Strategy monitoring tools can be a simple excel sheet; a dashboard with a traffic light signal system – Green is done, Yellow is Work in Progress, and Red is delayed or not done; or more sophisticated academic tools like Kaplan & Norton’s balanced score card, etc.
Whatever tool companies decide to use, it ought to be noted that strategy monitoring systems are built on two main drivers:
1. What needs to be delivered – the action
2. The Key Performance Indicators (KPI’s) – the evidence
Companies need to define precisely what needs to be delivered as well as the proof of delivery (different from KPI’s). Also, companies need to monitor priorities as well as strategy-outcomes against the agreed KPI’s. In effect, companies have to ask the question: ‘Are KPI’s translating into expected effects?’. The effects may be the bottom line target or wealth creation targets for the for-profit firms or impact on people well-being for the not-for-profit peers.
Clearly, ‘delivery/action’ and the ‘measurement-of-success’ are critical variables in any strategy monitoring system
Key questions to ask when monitoring strategy:
According to managementhelp, the questions below can help companies to monitor and evaluate the status of implementation of the strategic plan:
1. Are goals and objectives being achieved or not? If they are, then acknowledge, reward and communicate the progress. If not, then consider the following questions.

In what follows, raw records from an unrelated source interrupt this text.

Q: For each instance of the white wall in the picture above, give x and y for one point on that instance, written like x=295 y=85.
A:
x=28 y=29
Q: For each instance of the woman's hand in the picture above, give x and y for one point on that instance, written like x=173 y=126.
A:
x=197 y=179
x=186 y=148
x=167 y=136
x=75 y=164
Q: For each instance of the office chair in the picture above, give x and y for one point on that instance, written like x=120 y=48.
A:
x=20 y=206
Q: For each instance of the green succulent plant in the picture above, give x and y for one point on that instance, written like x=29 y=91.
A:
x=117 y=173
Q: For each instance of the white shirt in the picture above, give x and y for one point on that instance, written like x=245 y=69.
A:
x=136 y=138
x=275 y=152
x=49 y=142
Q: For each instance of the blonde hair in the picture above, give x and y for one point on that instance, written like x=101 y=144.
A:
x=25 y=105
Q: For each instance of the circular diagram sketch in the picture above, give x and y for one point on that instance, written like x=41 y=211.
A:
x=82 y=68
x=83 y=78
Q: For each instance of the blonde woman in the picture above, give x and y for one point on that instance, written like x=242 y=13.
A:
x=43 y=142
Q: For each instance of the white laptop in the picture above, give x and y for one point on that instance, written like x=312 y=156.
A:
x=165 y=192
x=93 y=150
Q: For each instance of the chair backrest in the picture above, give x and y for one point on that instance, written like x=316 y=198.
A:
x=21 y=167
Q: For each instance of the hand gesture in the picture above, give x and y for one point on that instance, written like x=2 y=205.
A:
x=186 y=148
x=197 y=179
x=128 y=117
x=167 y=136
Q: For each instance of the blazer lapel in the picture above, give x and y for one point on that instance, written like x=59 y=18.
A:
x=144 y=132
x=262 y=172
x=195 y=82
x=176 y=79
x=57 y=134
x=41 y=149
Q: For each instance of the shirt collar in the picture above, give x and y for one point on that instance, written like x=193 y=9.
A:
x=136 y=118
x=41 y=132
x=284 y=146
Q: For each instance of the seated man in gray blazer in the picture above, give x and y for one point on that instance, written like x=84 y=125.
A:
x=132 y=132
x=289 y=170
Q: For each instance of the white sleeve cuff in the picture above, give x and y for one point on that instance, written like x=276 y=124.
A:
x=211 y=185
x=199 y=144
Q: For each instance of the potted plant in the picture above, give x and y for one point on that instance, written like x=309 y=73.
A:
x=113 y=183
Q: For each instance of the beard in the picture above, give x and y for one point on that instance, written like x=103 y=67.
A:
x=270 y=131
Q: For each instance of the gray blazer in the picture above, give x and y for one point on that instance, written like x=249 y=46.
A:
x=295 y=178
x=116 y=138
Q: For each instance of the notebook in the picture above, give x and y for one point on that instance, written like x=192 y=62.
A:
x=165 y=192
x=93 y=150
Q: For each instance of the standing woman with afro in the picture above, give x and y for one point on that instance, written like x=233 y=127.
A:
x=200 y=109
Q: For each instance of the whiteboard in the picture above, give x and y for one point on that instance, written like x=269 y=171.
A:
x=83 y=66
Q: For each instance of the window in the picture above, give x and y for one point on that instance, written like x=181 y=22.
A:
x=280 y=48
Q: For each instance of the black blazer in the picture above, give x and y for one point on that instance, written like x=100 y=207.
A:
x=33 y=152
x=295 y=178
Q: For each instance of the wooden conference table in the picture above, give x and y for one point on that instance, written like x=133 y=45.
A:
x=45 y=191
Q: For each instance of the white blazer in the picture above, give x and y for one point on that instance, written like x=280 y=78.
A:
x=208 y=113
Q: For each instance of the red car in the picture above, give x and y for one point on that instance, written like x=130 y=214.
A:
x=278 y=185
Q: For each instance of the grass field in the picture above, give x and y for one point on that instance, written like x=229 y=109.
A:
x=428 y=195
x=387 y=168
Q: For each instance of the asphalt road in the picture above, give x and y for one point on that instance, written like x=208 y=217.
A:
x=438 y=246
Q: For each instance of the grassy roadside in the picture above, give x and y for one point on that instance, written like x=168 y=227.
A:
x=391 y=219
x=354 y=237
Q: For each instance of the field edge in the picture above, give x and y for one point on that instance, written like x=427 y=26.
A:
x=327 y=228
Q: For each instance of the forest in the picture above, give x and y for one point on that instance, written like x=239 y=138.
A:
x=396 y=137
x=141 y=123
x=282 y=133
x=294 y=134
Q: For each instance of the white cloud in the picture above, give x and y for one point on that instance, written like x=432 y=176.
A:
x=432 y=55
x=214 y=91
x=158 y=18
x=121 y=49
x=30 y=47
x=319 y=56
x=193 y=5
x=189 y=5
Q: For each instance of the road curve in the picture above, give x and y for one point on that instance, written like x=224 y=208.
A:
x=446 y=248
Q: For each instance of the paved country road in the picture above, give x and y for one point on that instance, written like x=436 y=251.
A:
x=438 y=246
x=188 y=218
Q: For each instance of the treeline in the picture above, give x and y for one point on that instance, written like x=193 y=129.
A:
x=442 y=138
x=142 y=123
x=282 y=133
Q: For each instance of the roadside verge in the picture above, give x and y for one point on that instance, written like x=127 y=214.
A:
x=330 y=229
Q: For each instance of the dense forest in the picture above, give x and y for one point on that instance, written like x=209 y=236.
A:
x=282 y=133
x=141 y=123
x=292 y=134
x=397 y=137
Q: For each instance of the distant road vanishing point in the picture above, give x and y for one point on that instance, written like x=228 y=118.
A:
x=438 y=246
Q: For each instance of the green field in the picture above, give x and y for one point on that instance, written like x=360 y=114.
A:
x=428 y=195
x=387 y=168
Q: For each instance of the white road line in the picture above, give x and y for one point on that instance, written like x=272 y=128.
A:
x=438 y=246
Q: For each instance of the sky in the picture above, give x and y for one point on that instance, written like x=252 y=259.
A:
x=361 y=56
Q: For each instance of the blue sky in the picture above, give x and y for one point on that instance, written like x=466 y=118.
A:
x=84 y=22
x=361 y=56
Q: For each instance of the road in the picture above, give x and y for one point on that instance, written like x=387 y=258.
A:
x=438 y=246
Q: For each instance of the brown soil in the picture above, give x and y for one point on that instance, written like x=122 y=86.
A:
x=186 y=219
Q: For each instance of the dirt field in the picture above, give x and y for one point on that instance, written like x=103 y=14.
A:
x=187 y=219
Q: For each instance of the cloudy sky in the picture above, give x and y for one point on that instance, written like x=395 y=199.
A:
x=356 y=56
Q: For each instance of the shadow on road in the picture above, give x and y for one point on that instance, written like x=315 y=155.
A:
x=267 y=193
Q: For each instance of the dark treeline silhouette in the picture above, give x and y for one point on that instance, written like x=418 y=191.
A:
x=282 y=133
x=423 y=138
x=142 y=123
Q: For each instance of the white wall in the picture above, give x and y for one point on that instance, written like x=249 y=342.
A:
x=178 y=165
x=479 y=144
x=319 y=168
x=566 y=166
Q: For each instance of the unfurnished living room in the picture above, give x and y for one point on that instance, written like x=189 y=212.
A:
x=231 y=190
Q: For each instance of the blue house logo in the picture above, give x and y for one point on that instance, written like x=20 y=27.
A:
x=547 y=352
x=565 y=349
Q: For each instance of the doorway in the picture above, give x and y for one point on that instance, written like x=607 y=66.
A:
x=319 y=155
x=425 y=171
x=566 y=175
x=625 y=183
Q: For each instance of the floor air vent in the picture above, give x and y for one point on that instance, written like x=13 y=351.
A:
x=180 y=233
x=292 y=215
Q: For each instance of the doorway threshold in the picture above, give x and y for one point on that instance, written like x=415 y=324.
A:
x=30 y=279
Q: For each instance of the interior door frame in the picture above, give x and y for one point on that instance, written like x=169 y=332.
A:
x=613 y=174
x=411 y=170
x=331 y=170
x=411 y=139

2. Will the goals be achieved according to the timelines specified in the plan? If not, then why?
3. Should the deadlines for completion be changed (be careful about making these changes — know why efforts are behind schedule before times are changed)?
4. Do personnel have adequate resources (money, equipment, facilities, training, etc.) to achieve the goals?
5. Are the goals and objectives still realistic?
6. Should priorities be changed to put more focus on achieving the goals?
7. Should the goals be changed (be careful about making these changes — know why efforts are not achieving the goals before changing the goals)?
8. What can be learned from our monitoring and evaluation to improve future planning activities and also to improve future monitoring and evaluation efforts?
When companies realise that strategy implementation is not going to plan, there should be no cause for alarm. Companies should pause and reflect, understand the cause and effect dynamics, and either tweak, significantly change, or abandon strategy altogether. It’s okay to modify or give up a strategy than continuing to implement a botched strategy only to fail at the end.
Companies rarely remember to celebrate success when the implementation is going to plan. Please, learn to appreciate teams and individuals that contribute more than the others to signature value-addition.
The above is integral to the Effectiveness lab’s bionic-entity theory – corporate success accrues from the simultaneous application of multiple Organisational Vitals (OV’s) to management situations. In this case: smart Leadership, Strategy, and People.